Still referring to FIG. 6, the bolt 112 is shown in its forward most position. Because the gas release member 114 cannot move further in the forward direction, the bolt 112 continues on forward on its own to cause the aforementioned release of the seal of the front portion 114 b of the gas release member 114 with the seat 112 b at the front of the bolt 112. As can be understood, once this seal is opened, the gas from the chamber 124 is free to exit forward through the front of the bolt 112 to supply gas directly behind the paintball 110 to launch it forward through the barrel 104.
It should be noted that the configuration of the bolt 112 and gas release member 114 are preferred embodiments of the present invention. It is possible to modify the mating configuration, such as the structure of the seat 112 b and the front portion 114 b of the gas release member 114 and the location and construction of the firing pin mechanism and still be within the scope of the present invention.

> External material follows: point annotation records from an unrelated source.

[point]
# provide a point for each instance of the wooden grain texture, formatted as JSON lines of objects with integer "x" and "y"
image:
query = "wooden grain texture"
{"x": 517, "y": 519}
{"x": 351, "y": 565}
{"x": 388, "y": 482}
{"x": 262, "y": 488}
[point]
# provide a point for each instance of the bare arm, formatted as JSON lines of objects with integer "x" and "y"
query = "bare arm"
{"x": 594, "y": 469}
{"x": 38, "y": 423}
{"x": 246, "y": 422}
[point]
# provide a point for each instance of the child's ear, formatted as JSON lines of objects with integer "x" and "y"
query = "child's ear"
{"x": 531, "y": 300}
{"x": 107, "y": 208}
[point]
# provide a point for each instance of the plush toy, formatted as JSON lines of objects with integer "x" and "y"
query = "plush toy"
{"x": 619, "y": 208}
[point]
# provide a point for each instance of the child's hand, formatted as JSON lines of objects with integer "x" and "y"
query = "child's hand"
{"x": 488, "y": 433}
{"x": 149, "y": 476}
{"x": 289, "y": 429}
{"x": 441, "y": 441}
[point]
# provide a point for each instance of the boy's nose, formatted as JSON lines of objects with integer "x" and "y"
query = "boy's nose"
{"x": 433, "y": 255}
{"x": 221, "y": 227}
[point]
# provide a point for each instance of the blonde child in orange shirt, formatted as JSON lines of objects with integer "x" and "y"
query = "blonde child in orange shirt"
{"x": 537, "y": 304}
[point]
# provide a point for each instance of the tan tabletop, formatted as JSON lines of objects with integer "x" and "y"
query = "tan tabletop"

The paintball marker 100 can then be configured to reset in preparation for launch in a number of different ways known in the prior art. For example, springs or pneumatics can be used to move the bolt 112 and gas release member 114 back to the condition see in FIG. 3 in preparation for receipt of a new paintball 110. Movement of such bolts 112 and other components for marker reset are so well known in the art that they need not be discussed herein.
In view of the foregoing, the construction of the present invention can result in a significant increase in marker efficiency due to the fact that there is little or no air lost in filling an empty volume between the back of the paintball 110 and gas release member 114 on every paintball launch. This is made possible by moving the sealing point to a position directly behind the paintball 110.
It would be appreciated by those skilled in the art that various changes and modifications can be made to the illustrated embodiments without departing from the spirit of the present invention. All such modifications and changes are intended to be covered by the appended claims.